Mes divins anges, je prends donc la liberté de faire mon compliment à M. le comte de Choiseul[1]. Ce compliment est court, mais il part du cœur ; et malheur aux compliments quand ils sont longs ! D’ailleurs ma fluxion ne me permet pas une éloquence bien prolixe. Je joins à mon paquet un Canning-Calas[2] qui me reste : on peut toujours le placer. J’attends avec bien de l’impatience le mémoire instructif de Mariette, et la philippique d’Élie. J’espère que cette philippique fera un très-grand effet, et qu’elle sera signée d’un grand nombre d’avocats. C’est un point important. Ces témoignages réunis tiennent lieu d’un arrêt, et dirigent celui des juges.

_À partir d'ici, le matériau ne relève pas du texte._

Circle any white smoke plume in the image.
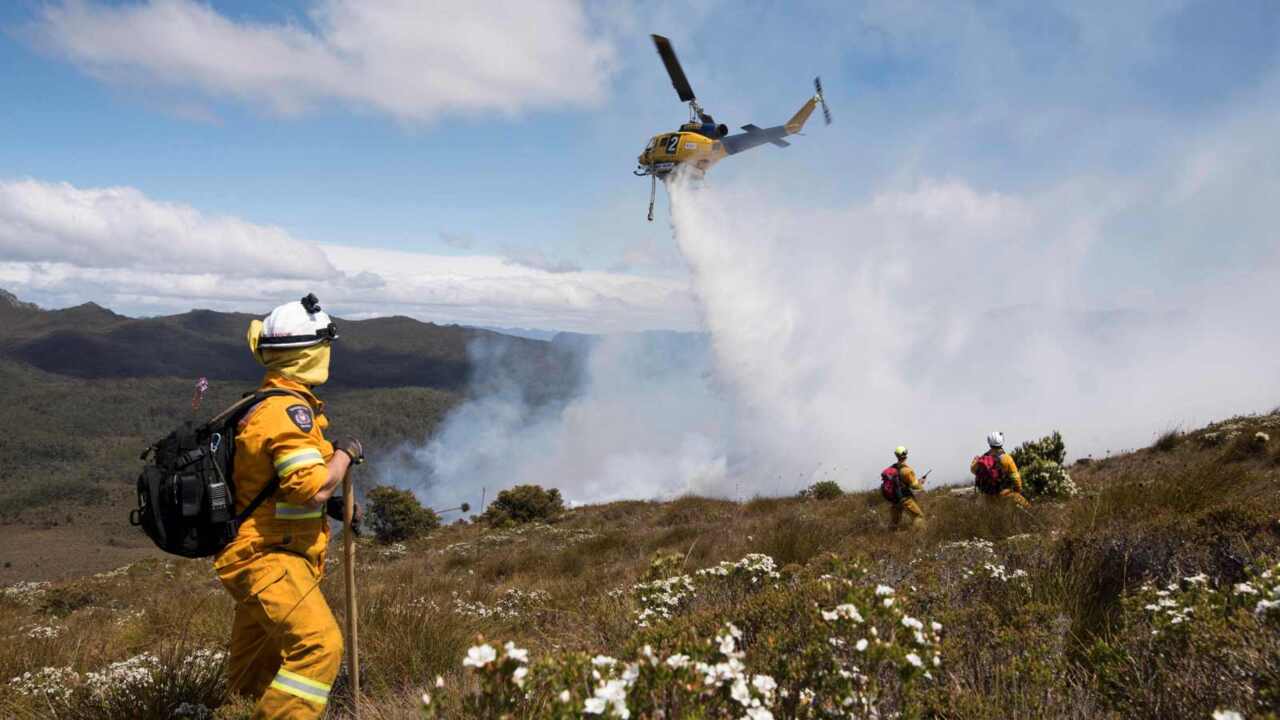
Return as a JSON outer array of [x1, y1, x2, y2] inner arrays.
[[384, 151, 1280, 502]]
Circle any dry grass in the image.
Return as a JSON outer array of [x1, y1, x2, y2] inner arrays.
[[0, 412, 1280, 720]]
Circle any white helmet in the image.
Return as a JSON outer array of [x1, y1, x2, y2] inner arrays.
[[257, 293, 338, 350]]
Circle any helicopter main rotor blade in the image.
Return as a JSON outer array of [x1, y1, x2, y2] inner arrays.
[[652, 35, 694, 102]]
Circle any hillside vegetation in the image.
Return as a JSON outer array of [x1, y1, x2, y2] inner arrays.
[[0, 291, 582, 561], [0, 407, 1280, 720]]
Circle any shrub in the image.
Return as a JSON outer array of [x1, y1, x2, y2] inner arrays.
[[800, 480, 845, 500], [1021, 460, 1080, 497], [366, 486, 440, 544], [1010, 430, 1066, 469], [480, 486, 564, 527], [1222, 432, 1271, 462], [1151, 428, 1187, 452], [1010, 430, 1079, 497]]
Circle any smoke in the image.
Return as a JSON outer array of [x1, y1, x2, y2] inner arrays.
[[388, 160, 1280, 503], [380, 332, 730, 507]]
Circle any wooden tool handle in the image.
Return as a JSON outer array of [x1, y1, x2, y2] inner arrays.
[[342, 468, 360, 719]]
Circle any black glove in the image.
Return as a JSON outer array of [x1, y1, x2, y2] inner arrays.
[[333, 437, 365, 465], [324, 495, 365, 536]]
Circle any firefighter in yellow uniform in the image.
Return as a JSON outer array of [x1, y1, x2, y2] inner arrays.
[[969, 430, 1030, 507], [890, 445, 924, 528], [214, 295, 364, 720]]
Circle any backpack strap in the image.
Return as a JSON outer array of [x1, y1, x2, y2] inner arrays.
[[227, 389, 306, 528]]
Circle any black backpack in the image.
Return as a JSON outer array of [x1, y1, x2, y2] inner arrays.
[[129, 389, 300, 557]]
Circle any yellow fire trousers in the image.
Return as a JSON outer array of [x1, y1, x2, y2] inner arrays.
[[218, 552, 342, 720], [888, 497, 924, 528]]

Ah ! mes anges, que vos louanges seront chantées, quand vous aurez consommé votre bonne action !

Je vous prie de faire mes compliments à frère Berthier (quand vous le verrez) sur sa résurrection, et sur sa place de sous-précepteur[3]. Il faut espérer qu’il sera un jour un petit cardinal de Fleury.

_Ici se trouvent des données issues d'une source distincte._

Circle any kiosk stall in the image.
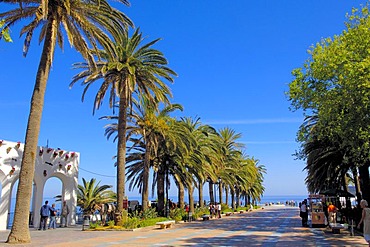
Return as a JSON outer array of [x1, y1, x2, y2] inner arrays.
[[308, 194, 325, 227]]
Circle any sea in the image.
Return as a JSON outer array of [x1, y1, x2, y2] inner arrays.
[[8, 195, 307, 228]]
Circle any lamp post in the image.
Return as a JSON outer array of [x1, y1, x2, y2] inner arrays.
[[166, 160, 170, 218]]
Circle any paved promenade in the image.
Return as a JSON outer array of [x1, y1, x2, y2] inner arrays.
[[0, 206, 367, 247]]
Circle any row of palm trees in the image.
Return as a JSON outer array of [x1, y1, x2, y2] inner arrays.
[[0, 0, 264, 243], [105, 98, 265, 213]]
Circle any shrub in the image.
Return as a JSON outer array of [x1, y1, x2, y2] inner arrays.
[[123, 217, 140, 229], [170, 208, 187, 222], [141, 208, 157, 219], [108, 220, 114, 229], [193, 207, 209, 219], [138, 217, 167, 227]]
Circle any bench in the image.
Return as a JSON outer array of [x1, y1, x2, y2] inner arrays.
[[202, 214, 211, 220], [329, 223, 344, 233], [155, 220, 175, 229]]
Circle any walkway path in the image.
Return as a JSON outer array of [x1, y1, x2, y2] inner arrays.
[[0, 206, 367, 247]]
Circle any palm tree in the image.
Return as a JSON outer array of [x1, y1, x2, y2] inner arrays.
[[0, 0, 132, 243], [77, 178, 116, 215], [128, 98, 182, 211], [0, 20, 13, 42], [105, 97, 182, 211], [71, 29, 176, 220]]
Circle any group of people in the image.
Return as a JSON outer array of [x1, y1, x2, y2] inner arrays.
[[38, 201, 69, 231], [209, 203, 221, 218], [299, 199, 308, 227]]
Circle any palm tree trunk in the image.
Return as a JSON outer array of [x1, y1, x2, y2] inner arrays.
[[208, 181, 215, 203], [174, 175, 185, 208], [352, 166, 361, 205], [198, 179, 204, 208], [225, 186, 229, 205], [141, 140, 150, 211], [188, 185, 194, 213], [157, 165, 165, 216], [218, 182, 222, 203], [235, 188, 240, 208], [358, 163, 370, 202], [230, 189, 236, 210], [7, 16, 57, 244], [115, 92, 127, 225]]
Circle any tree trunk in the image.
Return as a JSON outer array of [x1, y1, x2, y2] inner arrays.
[[157, 164, 165, 216], [7, 17, 58, 244], [208, 181, 215, 203], [218, 182, 222, 203], [115, 89, 127, 225], [352, 167, 361, 205], [225, 186, 229, 205], [235, 188, 240, 208], [198, 180, 205, 208], [188, 185, 194, 213], [358, 163, 370, 202], [175, 175, 185, 208], [141, 138, 150, 211], [230, 189, 236, 210]]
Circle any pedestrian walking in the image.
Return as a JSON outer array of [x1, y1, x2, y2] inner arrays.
[[357, 200, 370, 246], [48, 203, 57, 229], [59, 201, 69, 227]]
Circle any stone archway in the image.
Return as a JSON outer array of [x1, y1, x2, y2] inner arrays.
[[0, 140, 80, 230]]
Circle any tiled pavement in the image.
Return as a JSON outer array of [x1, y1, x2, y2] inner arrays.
[[0, 207, 367, 247]]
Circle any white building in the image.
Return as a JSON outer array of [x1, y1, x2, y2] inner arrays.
[[0, 140, 80, 230]]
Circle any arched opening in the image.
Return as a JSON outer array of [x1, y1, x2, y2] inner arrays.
[[42, 177, 63, 225]]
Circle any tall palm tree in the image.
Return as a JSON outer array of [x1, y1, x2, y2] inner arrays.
[[71, 29, 176, 223], [128, 98, 183, 211], [0, 0, 132, 243], [0, 20, 13, 42], [102, 97, 182, 211]]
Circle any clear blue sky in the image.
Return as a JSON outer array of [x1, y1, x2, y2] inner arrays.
[[0, 0, 366, 199]]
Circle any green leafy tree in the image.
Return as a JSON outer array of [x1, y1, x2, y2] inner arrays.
[[0, 0, 132, 243], [77, 178, 117, 215], [288, 5, 370, 203], [71, 29, 176, 222]]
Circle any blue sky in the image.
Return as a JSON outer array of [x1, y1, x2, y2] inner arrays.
[[0, 0, 366, 199]]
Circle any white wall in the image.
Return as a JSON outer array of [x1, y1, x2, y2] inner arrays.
[[0, 140, 80, 230]]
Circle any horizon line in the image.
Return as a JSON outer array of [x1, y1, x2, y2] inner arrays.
[[204, 118, 303, 125]]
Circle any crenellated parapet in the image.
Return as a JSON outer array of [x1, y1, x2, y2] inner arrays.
[[0, 140, 80, 230]]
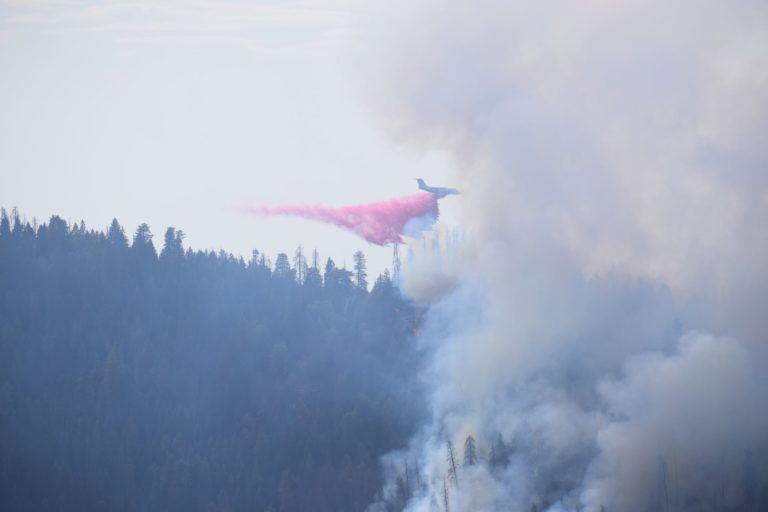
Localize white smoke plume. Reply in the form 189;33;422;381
368;0;768;512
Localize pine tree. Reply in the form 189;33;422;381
353;251;368;290
464;435;477;466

Eh bien ! ce Henri IV[4], dont j’espérais tant, n’a pas même réussi à Bagnolet. Lekain m’en avait dit merveilles ; il m’a dit aussi miracle d’Èponine[5]. Je n’ai pas grande foi au goût de Lekain.

Les Délices sont aux pieds de mes anges.

  1. Voyez la lettre qui suit.
  2. Histoire d’Élisabeth Canning et de Jean Calas ; voyez tome XXIV, page 398.
  3. Le jésuite Berthier venait d’être nommé sous-précepteur ou adjoint à l’éducation des deux princes qui ont depuis régné sous les noms de Louis XVI et Louis XVIII.
  4. Voyez la note, page 93.
  5. Tragédie de Chabanon, qui lut jouée le 6 décembre 1762.